最近、「クリエイターとは何だろう?」ということを再び考えている。
「クリエイター」とは、何かを作れる人のことだ。
では、どうしたら何かを作れるのか?
例えば、小説はどうしたら書けるか?

そこで思うのは、小説を書くにはある種の「勘違い」が必要だということ。
だから、クリエイターには勘違いした人が多い。というか、そういう人しかクリエイターにはなれない。
では、クリエイターになるために必要な勘違いとは何か?
今回は、そのことについて書いてみたい。


クリエイターに必要な「勘違い」とは、「私はこの世界を理解した」という思い込みのことである。
例えば、「ニートが異世界に転生した小説」を書こうとした場合、作家には「私はニートを完璧に理解している」あるいは「私ほど異世界に詳しい人間はいない」といった勘違いが必要だ。これがないと書けない。
ところで、これがなぜ「勘違い」なのか? 本当に理解して書くのはいけないのか?――といった疑問については後述する。

「勘違い」とは、言い方を変えれば「分かった気になる」ということだ。その世界を理解しているという自信を抱くことである。
なぜそれが必要かといえば、その世界のことを「分かった気」にならないと筆が動かないからだ。「小説を書きたいけど書けない人」というのは、大体この壁に阻まれている。「自分はニートのことを書く資格がない」とか「自分は異世界のことが書けるほど詳しくない」という自信のなさが、小説を書くことを阻害しているのだ。

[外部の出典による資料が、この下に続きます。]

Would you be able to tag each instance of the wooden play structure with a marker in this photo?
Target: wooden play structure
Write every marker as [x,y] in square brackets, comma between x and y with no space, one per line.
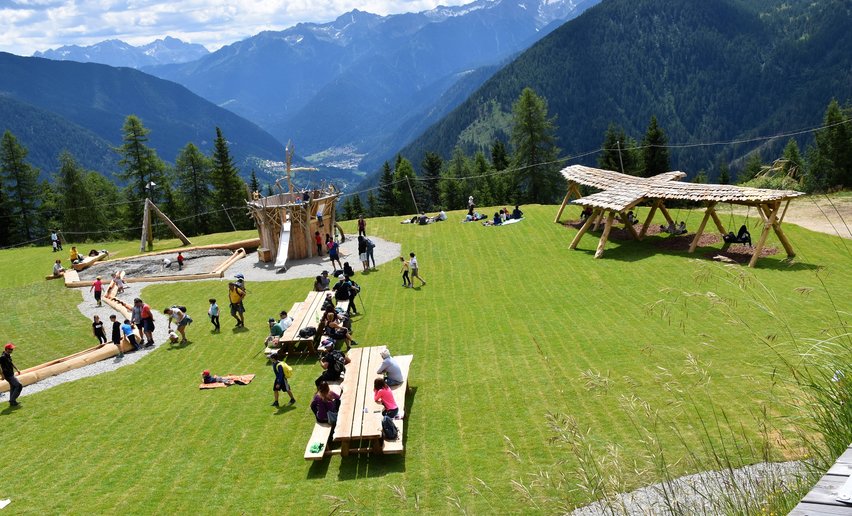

小説を書ける人にはこれがない。彼らがしばしば傲慢に、あるいは自信過剰に見えるのはこのためだ。小説を書きたいけれど書けない人にとって、そういう自信家は「恥知らず」と軽蔑の対象となる。しかしその通り、小説は恥知らずでなければ書けない。恥を知っていることが、逆にクリエイターにとっては致命傷となるのだ。

それでも、こんなふうに考える人がいる。
「いや、だから本当にニートや異世界のことを理解してから書けばいいではないか。ちゃんとその知識を恥ずかしくないレベルで習得したなら書いてもいい」
ただ、こういう人はそもそも「理解」ということの本質が分かっていない。

これは、何かの道にちょっとでも習熟した人なら分かると思うが、「理解」あるいは「分かったつもり」というのは、実は長くは続かない。たとえ一旦は分かったつもりになっても、またすぐに分からなくなるものなのである。

例えば、野球選手のイチローは何度かバッティングに開眼している。彼は何度も「バッティングのことが分かった!」という気になっている。
しかしながら、その感覚はやがて消えていく。そして、その分かったつもりが単なる勘違いであったということを後になって知る。

しかし、イチローが面白いのはそうした勘違いしているときにこそヒットを量産しているということだ。そして、それが勘違いだと気づいてフォームを修正しているときには、短いながらも不調に陥る。イチローの野球人生は、そういうふうに何度か軌道修正を余儀なくされてきた。

このように、「理解」あるいは「分かる」というのは、ある種の勘違いであると、たとえイチローほどではなくとも、何かの道にちょっとでも習熟した人なら分かる。それは束の間の夢のようなものだ。

ただイチローは、その後も再びバッティングのことが分かった気になっている。それを何度もくり返している。
なぜかといえば、彼はそれが束の間の夢だとは分かりつつも、同時にそれを信じることができているからだ。分かったつもりが幻であると知った上で、なお分かったつもりになれているのである。
その意味で、イチローは非常に厚かましい人間である。恥知らずといっていい。
そういう厚かましい人間だからこそ、ヒットを年間263本も打ったり、日米通算で4000本も打ったりすることができるのである。

つまり、クリエイターとして継続的に活動している人というのは、何かのことが分かった気になるのはある種の勘違いであると知りながら、その上でそういう気になっている。そこまで恥知らずなのだ。
逆に、一度はクリエイターになったもののそれを継続できない人というのは、この種の恥知らずさがない。それが勘違いだと分かったとき、二度とそういう気持ちを抱くことができない。

小説家でいえば、ニートのことも異世界のことも、人は本質的に理解できないと知りながら、なおそれを理解したと素直に思い込めるほどの厚顔さがなければ、書き続けられはしない。
そういうふうに、勘違いすること、あるいは厚顔であることが、クリエイターになるためには、あるいはクリエイターでいつづけるためには、欠かせない条件となっているのだ。